Part 4, “Belavista,” is told from the perspective of Belavista, a for-profit memory care residence where Alice is sent to live. It addresses its message to Alice, telling her what to expect from her stay there. It assures Alice her dementia will only get worse and any hope otherwise is false hope. It describes what her experiences at Belavista will be like, painting a picture of her final years characterized by the facility’s greed, hypocrisy, and neglect; and by boredom, the loss of her sense of value and dignity, and waiting around to die. All that defined her and her life before now doesn’t matter anymore, Belavista tells her. Her identity isn’t important. Alice learns this will be her last home before she dies.

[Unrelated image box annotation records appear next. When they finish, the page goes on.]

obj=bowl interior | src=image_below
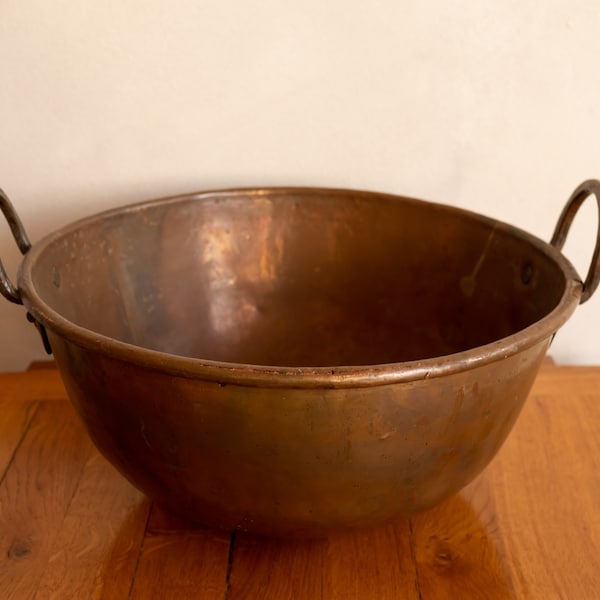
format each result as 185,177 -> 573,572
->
25,189 -> 566,367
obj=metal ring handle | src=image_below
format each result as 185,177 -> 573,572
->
0,189 -> 31,304
550,179 -> 600,304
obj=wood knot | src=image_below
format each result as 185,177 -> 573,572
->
433,541 -> 457,570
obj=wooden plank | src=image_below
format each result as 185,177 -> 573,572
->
0,369 -> 67,402
36,451 -> 150,600
480,382 -> 600,598
0,399 -> 38,482
0,402 -> 92,598
131,505 -> 230,600
227,521 -> 419,600
411,477 -> 515,600
27,360 -> 57,371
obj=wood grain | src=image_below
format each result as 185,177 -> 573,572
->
0,402 -> 93,598
227,522 -> 419,600
131,505 -> 230,600
482,382 -> 600,598
0,366 -> 600,600
0,369 -> 66,402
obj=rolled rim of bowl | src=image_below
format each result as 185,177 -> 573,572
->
18,187 -> 582,389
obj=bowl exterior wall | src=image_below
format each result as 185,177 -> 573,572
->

Despite all she learns from Belavista about what it will be like there, she really has no choice about her fate.
Alice’s daughter takes up the narrative again in Part 5, “Euroneuro.” She laments overlooking the early symptoms of Alice’s dementia before finally seeking a diagnosis. Now it seems hard to believe she didn’t realize something was wrong, given how much Alice has changed. She also feels guilty about the distance she created between them, especially compared to how close Alice was to her own mother. Alice’s husband feels lost with Alice out of the house. He continues to live as if she’ll come home. At Belavista, Alice becomes frailer and frailer until she’s barely recognizable. She stops speaking. Eventually, she dies. A neurologist examines her brain tissue and confirms the diagnosis of frontotemporal dementia, subtype Pick’s disease. Her case will be presented at an important neuropathology conference in Paris called The Euroneuro. Alice’s husband is finally able to move on after her death. The end of the narrative suggests her daughter isn’t quite there yet. It ends on an ambiguous note, a memory in which Alice seemed to want to say something to her daughter but couldn’t.